Bu da Allah’ın emri gelmeden terk edişi bir peygamber için çok aceleci ve sabırsızlığın getirdiği bir davranışı.Hz. Yunus’un binmiş olduğu gemide bulunan yolcularla kendi arasında Kur’ân-ı Kerim'de açıklanmayan bir olaydan dolayı denize atılmak üzere Kur’a çekildi. Bazı rivayetlere göre kura çekilmeden gönüllü olarak denize atılmayı talep etti. Ancak gemideki yolcular bunu kabul etmediler. Buna rağmen çekilen kura da Hz. Yunus çıktı ve kendisi denize atladı. Hz. Yunus hatasını anlamıştır, fakat geç anlamıştır. Denize düşer düşmez büyükçe bir Yunus balığı veya balina olarak tahmin edilen balık onu yutar.3,7 veya 40 gün Balığın Karnında kaldığı rivayet edilir. Balığın Karnında karanlıklar içerisin de ve pişman olmuş halde Kur’an da geçen Enbiya suresi 87.ayette geçen ve bir çoğumuzun dualarda sıkça okuduğu şu duayı yapmıştır. “Senden başka hiçbir ilah yoktur.Seni eksiklerden uzak tutarım.Ben gerçekten (nefsine) zulmedenlerden oldum. İçtenlikle ve samimiyetle yapılan” bu duasına Allah(c.c) Enbiya suresi 88.ayette cevap verir.“Biz de duasını kabul ettik ve kendisini kederden kurtardık. İşte biz müminleri böyle kurtarırız.”Sonrada Saffat suresi 143 -144.ayetlerde;“Eğer o, Allah’ı tesbih edip yüceltenlerden olmasaydı, Mutlaka insanların diriltileceği güne kadar balığın karnında kalırdı.” “Derken biz onu hasta bir halde sahile attık. ”ayetiyle de, Hz.Yunus balığın karnından sahile çıktığında halsizdi. Vücudu pelteleşmiş yani bir adım dahi atacak dermanı kalmamıştır .Bu haldeyken Yüce Allah Saffat suresi 146. ayette; “Üzerine geniş yapraklı bir ağaç bitirdik.” Buyurur. Kabağı çok sevdiği bilinen Allah Resulünün şu hadisi; “ O kardeşim Yunus’un bitkisidir. O aklıda artırır.” rivayetiyle de Hz.Yunus’u Allah’ın emriyle koruma altına aldığı bitki kabak olduğudur. Böylece Hz.Yunus kısa zamanda sağlığına kavuştu. Ninova’ya dönerek halkını imana davet etmeye başlamıştır. Sonunda halkı iman ederek kurtuluşa erdi. Yunus(a.s) halkı, ümitsizlik halinde tövbe ve imanı Allah katında kabul edilen tek millettir. Bu büyük bir nimet olduğu ifade edilmektedir.Bu konuda Yüce Allah:“Yunus’un kavminden başka,(azabı görmeden) iman edip, imanı kendisine fayda veren bir tek memleket halkı olsaydı! (Yunusun Kavmi) iman edince, dünya hayatında (sürüklenebilecekler)rezillik azabını onlardan uzaklaştırmış ve onları belli bir zamana kadar yararlandırmıştık.”(Yunus suresi 98.ayet)
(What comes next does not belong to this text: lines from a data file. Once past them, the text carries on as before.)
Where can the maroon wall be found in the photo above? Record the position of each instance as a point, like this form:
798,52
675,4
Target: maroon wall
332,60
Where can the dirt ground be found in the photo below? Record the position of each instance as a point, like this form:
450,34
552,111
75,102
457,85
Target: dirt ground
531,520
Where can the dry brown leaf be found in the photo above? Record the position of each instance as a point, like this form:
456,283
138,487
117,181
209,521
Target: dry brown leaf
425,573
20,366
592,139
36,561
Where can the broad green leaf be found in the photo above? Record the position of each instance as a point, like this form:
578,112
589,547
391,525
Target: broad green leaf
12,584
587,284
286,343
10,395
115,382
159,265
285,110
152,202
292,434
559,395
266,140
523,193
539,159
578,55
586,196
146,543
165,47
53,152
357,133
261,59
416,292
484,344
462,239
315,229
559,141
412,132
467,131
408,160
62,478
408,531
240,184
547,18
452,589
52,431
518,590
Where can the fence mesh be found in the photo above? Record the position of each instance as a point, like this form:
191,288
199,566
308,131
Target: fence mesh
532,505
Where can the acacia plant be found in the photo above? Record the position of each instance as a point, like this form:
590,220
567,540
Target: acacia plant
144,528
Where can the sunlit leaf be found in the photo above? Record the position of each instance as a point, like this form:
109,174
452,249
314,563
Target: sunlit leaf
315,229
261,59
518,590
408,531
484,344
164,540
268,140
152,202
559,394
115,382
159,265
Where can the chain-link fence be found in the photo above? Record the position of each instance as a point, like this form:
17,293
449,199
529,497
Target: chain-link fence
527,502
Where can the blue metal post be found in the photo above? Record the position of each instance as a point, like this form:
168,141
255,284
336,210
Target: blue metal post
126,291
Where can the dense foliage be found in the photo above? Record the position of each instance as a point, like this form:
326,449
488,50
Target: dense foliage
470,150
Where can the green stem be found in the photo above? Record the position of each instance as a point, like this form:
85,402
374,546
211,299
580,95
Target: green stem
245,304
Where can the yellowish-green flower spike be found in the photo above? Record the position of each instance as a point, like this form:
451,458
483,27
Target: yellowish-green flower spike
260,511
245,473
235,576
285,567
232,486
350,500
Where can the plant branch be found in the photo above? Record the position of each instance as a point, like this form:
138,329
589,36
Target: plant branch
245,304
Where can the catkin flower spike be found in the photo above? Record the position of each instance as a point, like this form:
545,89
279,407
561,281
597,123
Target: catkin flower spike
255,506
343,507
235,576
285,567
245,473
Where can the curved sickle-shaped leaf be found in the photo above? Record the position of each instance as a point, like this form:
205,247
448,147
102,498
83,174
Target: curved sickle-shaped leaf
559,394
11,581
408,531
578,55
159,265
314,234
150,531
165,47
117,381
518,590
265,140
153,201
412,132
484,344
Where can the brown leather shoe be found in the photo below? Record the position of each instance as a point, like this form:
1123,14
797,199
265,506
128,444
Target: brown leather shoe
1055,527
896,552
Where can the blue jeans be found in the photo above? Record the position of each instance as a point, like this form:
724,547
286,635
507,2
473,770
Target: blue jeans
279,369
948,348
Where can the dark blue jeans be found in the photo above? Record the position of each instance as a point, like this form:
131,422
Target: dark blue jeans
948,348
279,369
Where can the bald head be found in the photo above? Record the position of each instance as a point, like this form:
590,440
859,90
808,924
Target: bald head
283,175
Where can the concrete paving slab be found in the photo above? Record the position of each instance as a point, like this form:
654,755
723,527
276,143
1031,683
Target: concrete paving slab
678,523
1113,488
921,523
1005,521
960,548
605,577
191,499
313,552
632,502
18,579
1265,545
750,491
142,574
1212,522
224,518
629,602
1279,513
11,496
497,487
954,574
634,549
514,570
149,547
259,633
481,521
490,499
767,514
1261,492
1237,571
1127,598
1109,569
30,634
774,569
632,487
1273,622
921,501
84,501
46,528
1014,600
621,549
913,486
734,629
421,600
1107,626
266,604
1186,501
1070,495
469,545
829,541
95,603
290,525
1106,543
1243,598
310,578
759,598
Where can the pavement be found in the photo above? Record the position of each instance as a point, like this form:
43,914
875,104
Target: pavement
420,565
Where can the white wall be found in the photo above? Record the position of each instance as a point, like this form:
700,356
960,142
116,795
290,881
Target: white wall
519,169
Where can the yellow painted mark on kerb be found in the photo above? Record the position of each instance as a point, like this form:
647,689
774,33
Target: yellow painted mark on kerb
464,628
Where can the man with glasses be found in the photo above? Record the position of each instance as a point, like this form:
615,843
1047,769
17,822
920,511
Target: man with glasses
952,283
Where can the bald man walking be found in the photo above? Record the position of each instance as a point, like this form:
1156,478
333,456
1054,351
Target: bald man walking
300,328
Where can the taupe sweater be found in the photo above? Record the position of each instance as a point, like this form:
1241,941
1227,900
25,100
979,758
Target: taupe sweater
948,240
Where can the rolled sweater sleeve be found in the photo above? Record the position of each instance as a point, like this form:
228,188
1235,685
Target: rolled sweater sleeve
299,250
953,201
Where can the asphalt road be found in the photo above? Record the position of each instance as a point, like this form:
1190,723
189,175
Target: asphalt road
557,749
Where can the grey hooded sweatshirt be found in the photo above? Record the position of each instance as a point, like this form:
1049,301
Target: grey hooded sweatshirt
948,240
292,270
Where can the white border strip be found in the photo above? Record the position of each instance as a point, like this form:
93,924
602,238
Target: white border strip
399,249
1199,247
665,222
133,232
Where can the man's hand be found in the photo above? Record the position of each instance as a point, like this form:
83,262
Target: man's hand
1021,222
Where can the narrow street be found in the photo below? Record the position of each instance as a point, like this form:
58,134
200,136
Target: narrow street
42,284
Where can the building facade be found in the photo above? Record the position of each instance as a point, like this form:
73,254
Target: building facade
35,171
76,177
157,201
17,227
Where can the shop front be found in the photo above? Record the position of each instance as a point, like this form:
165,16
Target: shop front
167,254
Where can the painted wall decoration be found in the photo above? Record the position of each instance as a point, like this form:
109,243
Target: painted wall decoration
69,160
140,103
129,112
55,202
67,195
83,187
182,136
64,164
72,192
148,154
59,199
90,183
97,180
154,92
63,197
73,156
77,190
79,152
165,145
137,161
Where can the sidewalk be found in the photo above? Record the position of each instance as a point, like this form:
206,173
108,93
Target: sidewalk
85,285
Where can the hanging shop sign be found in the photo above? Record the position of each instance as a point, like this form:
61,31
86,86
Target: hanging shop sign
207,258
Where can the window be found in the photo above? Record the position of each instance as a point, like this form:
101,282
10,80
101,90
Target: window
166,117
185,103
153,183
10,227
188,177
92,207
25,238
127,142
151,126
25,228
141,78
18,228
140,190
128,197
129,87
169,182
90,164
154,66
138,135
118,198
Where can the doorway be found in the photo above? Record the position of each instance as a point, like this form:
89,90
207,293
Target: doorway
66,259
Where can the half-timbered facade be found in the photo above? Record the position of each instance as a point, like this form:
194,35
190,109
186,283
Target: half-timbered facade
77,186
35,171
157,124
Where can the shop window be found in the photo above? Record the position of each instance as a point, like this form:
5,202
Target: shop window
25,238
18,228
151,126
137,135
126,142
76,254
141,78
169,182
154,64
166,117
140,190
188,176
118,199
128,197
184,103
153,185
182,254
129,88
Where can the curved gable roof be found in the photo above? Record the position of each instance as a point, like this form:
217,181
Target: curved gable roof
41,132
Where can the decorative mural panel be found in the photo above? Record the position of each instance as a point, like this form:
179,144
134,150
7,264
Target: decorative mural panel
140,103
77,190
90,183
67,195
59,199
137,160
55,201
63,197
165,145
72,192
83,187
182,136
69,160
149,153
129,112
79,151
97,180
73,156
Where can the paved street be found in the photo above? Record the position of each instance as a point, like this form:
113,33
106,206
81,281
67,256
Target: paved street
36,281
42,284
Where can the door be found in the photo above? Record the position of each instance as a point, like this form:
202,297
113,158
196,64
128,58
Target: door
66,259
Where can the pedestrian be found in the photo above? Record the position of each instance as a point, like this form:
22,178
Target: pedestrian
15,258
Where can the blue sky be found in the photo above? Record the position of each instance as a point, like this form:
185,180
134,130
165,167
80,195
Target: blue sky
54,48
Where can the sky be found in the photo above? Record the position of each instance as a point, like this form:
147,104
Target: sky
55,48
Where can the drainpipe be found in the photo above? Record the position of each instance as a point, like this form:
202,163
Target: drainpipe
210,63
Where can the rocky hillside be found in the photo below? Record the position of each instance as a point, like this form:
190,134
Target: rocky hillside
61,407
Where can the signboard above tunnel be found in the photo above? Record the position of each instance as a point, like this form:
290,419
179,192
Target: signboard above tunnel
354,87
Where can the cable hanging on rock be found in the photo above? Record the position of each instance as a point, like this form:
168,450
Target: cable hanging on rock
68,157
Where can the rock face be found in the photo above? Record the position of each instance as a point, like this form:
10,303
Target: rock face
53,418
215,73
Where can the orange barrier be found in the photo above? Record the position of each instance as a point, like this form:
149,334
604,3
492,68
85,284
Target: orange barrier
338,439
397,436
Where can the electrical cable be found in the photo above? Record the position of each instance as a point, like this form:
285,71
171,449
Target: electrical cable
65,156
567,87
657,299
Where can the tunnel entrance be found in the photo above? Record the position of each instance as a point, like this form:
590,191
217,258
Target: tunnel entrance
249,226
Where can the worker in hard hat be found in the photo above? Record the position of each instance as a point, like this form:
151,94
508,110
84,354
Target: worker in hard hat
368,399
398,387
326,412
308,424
Değerli okurlarım, Allahtan asla ümidinizi kesmeyin. Tövbeleri kabul eden ancak Allah'tır.Yeis haline düşmek, düşürmek Şeytanın Vesvesesidir. Allah kulunu her an kendi zatına yönelmesini arzu eder.Dualarda buluşmak, tövbeleri kabul olmuş bir kul olmak dileğiyle… Selam ve Dua ile Kalın.